Mmm, DP in the morning, DP for lunch, and DP after work... that is the life for me. Fellow food bro Danny got it right when he conceded that doughnuts are the most sensual thing since Betty White starred in "Golden Girls." Move the fuck over cupcakes... doughnuts are here, queer, and you should get used to it. Wait, that's not 100% what I meant... but the concept is the same. Doughnuts are finally getting their moment in the spotlight and they have staying power. End of discussion. Serious Eats, aside from graciously financing my accelerated death, is always on the edge of revolutions in dessert, so they held (yet again) a taste test of the best doughnuts in NYC. Seeing as how I have nothing better to do with my free time, I dropped in to be the best freeloader I could.
Oh yes, this happened. Basically, a list of places was constructed (not including sit down restaurants of course), and doughnuts from the all five boroughs were assembled. Sort of like a UN of doughnuts, or a Justice League of doughnuts, except less useless and way more delicious... zing! There might've been discussion going on about things like texture and flavors or whatever, but I was kind of just eating things when they appeared in front of me. Sorry I can't really offer more insight on what goes on at SE:HQ, I was too mesmerized by the sugar.
Oh hai Robyn! Yeah, unsurprisingly I wasn't allowed to just walk in to the office and eat stuff. I had to wait for photographs of everything to be taken. I got suckered into plate cleaning and doughnut piling duties (which I was more than fine with since I got out of the instant oatmeal taste test).
Now onto the doughnuts...!
This was not a doughnut. But it was on the table. So I ate it. I was actually the only person eating it, which is embarrassing considering the fact that nearly 1/4 of it disappeared before the actual doughnut tasting began. When I showed up the next day, it was still there... I ate some more. It was still good. It's really just a giant raspberry danish 10" across that's super flaky on the outside, intimately moist on the inside, and in general... delightfully fruity. I have no clue where it's from, so if someone can point me to where this fantastically over-sized danish is from, you'll be my friend FOREVER. Thanks.
Doughnut holes from dough. Admittedly, I remember nothing about them, but the SE people seemed to be smitten. I can confirm that I put them in my mouth at some point, so I must've been down with how they tasted. Honestly, it's fried dough coated in sugar. It was going to taste good from the onset.
Then came more doughnut holes... this time from Donut Pub. These were denser, chewier, and all in all heftier (much like Brawny vs. generic paper towels). They were memorable indeed. I did get to try every single one of the varieties, but after a while it they all kind of tasted similar i.e. sweet. The texture was nice though, and the moistness was definitely appreciated.
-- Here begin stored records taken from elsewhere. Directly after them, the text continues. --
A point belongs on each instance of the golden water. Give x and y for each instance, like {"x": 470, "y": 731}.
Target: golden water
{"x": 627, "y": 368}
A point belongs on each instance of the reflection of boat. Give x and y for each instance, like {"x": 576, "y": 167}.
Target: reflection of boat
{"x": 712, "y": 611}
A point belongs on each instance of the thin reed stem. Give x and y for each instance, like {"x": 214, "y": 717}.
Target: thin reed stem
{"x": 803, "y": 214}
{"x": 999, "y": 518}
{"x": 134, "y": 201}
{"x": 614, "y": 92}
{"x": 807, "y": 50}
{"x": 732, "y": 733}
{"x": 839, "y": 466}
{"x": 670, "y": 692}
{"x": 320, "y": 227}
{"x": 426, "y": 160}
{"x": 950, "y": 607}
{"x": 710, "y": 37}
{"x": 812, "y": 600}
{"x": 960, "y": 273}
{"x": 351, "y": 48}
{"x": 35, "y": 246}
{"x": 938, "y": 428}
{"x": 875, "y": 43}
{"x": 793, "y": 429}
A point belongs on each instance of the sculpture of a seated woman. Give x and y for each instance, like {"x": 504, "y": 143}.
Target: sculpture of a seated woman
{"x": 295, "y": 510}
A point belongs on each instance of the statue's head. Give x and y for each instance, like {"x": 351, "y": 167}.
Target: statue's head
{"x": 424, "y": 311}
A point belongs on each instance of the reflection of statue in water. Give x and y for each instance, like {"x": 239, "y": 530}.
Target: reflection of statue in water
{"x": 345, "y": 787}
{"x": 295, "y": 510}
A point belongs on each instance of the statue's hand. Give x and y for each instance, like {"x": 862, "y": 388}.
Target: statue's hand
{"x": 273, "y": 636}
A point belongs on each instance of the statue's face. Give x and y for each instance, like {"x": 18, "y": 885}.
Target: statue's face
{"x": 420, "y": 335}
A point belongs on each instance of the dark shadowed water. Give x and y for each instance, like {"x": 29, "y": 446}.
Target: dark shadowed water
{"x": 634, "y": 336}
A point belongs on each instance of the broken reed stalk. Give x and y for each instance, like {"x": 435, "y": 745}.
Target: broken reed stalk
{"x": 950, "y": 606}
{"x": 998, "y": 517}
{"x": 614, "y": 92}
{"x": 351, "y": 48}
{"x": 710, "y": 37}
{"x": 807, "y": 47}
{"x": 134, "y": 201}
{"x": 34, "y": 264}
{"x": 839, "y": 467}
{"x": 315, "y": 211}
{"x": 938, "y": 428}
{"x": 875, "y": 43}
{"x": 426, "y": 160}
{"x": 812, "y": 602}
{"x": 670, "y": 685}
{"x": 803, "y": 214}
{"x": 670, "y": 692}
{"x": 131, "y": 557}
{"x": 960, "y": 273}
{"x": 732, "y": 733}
Oh shit! Surprise... more doughnut holes. These were from Panya. Again... fried dough + sugar = good to me. Other people didn't seem to like them, and yeah... they had a bit of a weird aftertaste. The texture was cool though, I think they might've been infused with mochi so they were definitely chewier. I guess the Asian idea of "QQ" is applicable. Maybe the mochi accounted for the weirdness in flavor, but honestly I don't know.
No clue where these were from either. I just didn't want people to think that I spent the day poppin' doughnut holes in my mouth. I did more than my fair share of hard work aside from that... using my front teeth eating ring shaped doughnuts, jelly filled doughnuts, and even poop shaped doughnuts...
I bet Panya thought it would be cool to make a mochi doughnut in the shape of a twist. Slight oversight on their part - people who eat doughnuts are often immature. Can you honestly tell me that thing doesn't look like a Japanese cartoon poop? Just the general shape of it. Anyway, looking like a swirl of shit was no deterrent for me, I gladly ate it. While it is definitely not good by any means, it is for sure the most delicious poop-shaped object I've ever eaten. That's pretty damn good in my book.
I was responsible for bringing bombolinis from Sullivan Street Bakery. Holy shit these things are expensive. Like $3.25 for a small puff that lasts all of three bites. Two if you're a honking fatass like me. I know on the SE slideshow they had a tie for the "battle of the bombolinis," but that's absolute horse crap. Falai's are lighter, more subtle, and all in all... more sexual overall. Know why I don't have pictures of those? Because I was too busy eating them to care about pictures. Anyway, this isn't really a good comprehensive list of doughnuts, or anything really, I just really like eating doughnuts.
As for the aftermath? When I got back to where I was staying, I basically plopped myself down on the bed... then I curled up in a ball. That sugar high nonsense? Yeah, way past that. I didn't want to do anything, I entirely frozen by the charms of glazed sugars, jelly fillings, and fried dough. The thing that really sucks is that I don't distinctly remember that much about any of the doughnuts. Shiz, I knew which ones tasted good (basically all of them), but their nuances were lost on me. Apparently shoving bite after bite of fried dough from different places with little time separating each bite is not good for taste testing. Moral of this post? Doughnuts are delicious, photographing sugary delights is hard, being a food writer is even harder yo. People might just think that I just snap some pictures, eat some food, then write about it... well let me tell you something. That's pretty much it, but it's still more difficult than you'd think, but yeah... go eat doughnuts. They're good?